Christian Cooper, the Black bird watcher who faced a terrifying encounter with a racist white woman in New York's Central Park earlier this year, has turned the high-profile case into a work of art.
According to The New York Times, Cooper's newly released digital comic illustrates his own experience with racism, as well as the trauma endured by Black Americans.
As Blavity previously reported, the New York man was doing his routine bird watching during Memorial Day weekend when he asked Amy Cooper to leash her dog. The woman then became agitated and called 911, falsely saying “an African-American man is threatening my life.”
Christian's new comic, "It's a Bird" features a bird watcher named Jules, a Black teenager who faces a similar incident.

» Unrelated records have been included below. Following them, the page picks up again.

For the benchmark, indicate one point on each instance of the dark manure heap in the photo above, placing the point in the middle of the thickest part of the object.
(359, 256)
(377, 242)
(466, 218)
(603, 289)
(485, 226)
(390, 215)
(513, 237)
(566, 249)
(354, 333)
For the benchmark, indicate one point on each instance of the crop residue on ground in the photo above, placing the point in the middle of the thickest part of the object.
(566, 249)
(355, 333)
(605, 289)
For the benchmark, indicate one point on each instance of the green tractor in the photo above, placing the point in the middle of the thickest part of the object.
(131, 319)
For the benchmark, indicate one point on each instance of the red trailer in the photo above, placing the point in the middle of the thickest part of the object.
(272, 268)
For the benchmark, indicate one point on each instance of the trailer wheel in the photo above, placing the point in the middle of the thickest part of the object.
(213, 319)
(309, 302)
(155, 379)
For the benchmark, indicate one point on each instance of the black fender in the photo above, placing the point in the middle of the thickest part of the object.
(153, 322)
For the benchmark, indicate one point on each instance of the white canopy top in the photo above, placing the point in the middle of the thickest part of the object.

Jules confronts a white woman named Beth, who has her dog unleashed in a park.
When the teenager comes face-to-face with the white woman, dozens of Black people killed by police come to protect him. The angelic characters then fly away as Jules turns away from Beth.
The teenager experiences another eye-opening moment in the story when he looks through his binoculars and sees the faces of Black people killed by the police. In a separate scene, Jules looks at a bird in a tree and envisions the face of George Floyd, who was killed by police on the same day as Cooper's encounter with the white woman.
“What happened to me is minor compared to the fatal consequences for George Floyd later that same day, but it all comes from the same place of racial bias,” Cooper told The Times. “I am not trying to equate these things. What I am trying to say is: ‘See the pattern.’”
The bird watcher, who is already a well-known comic book writer, said his latest work “shouldn’t be looked at as any one experience."
"It’s drawn from a whole bunch of experiences and woven together from that — my own and the ones we keep hearing from news reports,” he said.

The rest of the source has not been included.